# Coefficient of correletion problem

1. Jul 23, 2011

### ENgez

a vase contains one red ball two white balls and three black balls. n balls are take out of the vase and (each ball returned to it afterwards). let B denote the number of black balls taken out and R denote the number of red balls taken out. what is the coefficient of correlation between R and B?

well i know that coeffieicnt of correlation = $\frac{cov(R,B)}{\sigma R*\sigma B}$
and that R and B are simply bernouli trials with x and n-x trials respectivly.

my problem is calculating the covariance = E[RB] -E[R]E (E is the mean).
E[R] and E are straightforward but E[RB] is a bit trickier for me.
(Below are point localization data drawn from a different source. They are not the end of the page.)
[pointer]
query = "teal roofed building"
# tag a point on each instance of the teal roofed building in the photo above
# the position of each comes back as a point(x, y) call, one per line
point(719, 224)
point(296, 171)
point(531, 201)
i thought of using the definition of the mean with a multinomial vector for the shared probability for R and B and summing over 0<x<n, but is there an easier way?

2. Jul 23, 2011

### pmsrw3

It would be easy if it weren't for the white balls... As it is, I don't see any way of doing it short of writing out the sum.

3. Jul 23, 2011

### bpet

The number of red balls is R = sum_{i=1}^n I[ball i is red] where I is the indicator function so to calculate E[RB] you just need to expand the product.

4. Jul 23, 2011

### ENgez

bpet, i am sorry, but can you elaborate?

and i thought of using the smoothing theorom,
Due to the fact that it is easier to think in terms of conditional probability in this problem.

E[RB]=E[E[RB|B]]=E[B*E[R|B]=E[B*(n-B)*P(R)]

=P(R)*(nE-E[B^2])

B is distributed binomially with n trials and probability P(B).

the problem here is that i get a different answer for E[E[RB|R]]
what am i doing wrong?

5. Jul 23, 2011

### ENgez

sry for the double post but believe i understood the part about expanding the product :).

tell me if this is correct

$R = R1+R2 +R3 ..... + Rn$

where:
$R = 1 , p=1/6$
$R = 0 , p=5/6$

and likewise for B

$E[RB] = E[(R1+R2+...+Rn)(B1+B2+...+Bn)= (n^2-n)*P(B)*P(R)]$
Ri*Bi is always 0 becuase one being 1 implies the other being 0.

$E[RB]-E[R]E = (n^2-n)*P(B)*P(R)-n^2*P(B)*P(R) =- n*P(R)*P(B) = -n/12$

Last edited: Jul 23, 2011
6. Jul 23, 2011

### bpet

If you change the RHS to E[B*(n-B)*P(R|B)] does that work?

7. Jul 24, 2011

### ENgez

i don't see how P(R|B) changes anything becuase (n-B)*P(R) is the mean of R|B (where B=s , 0<s<n).
P(R) is the probability that in a given "trial" (pulling a ball out) you get red, which is independent from the amount of black balls you took out.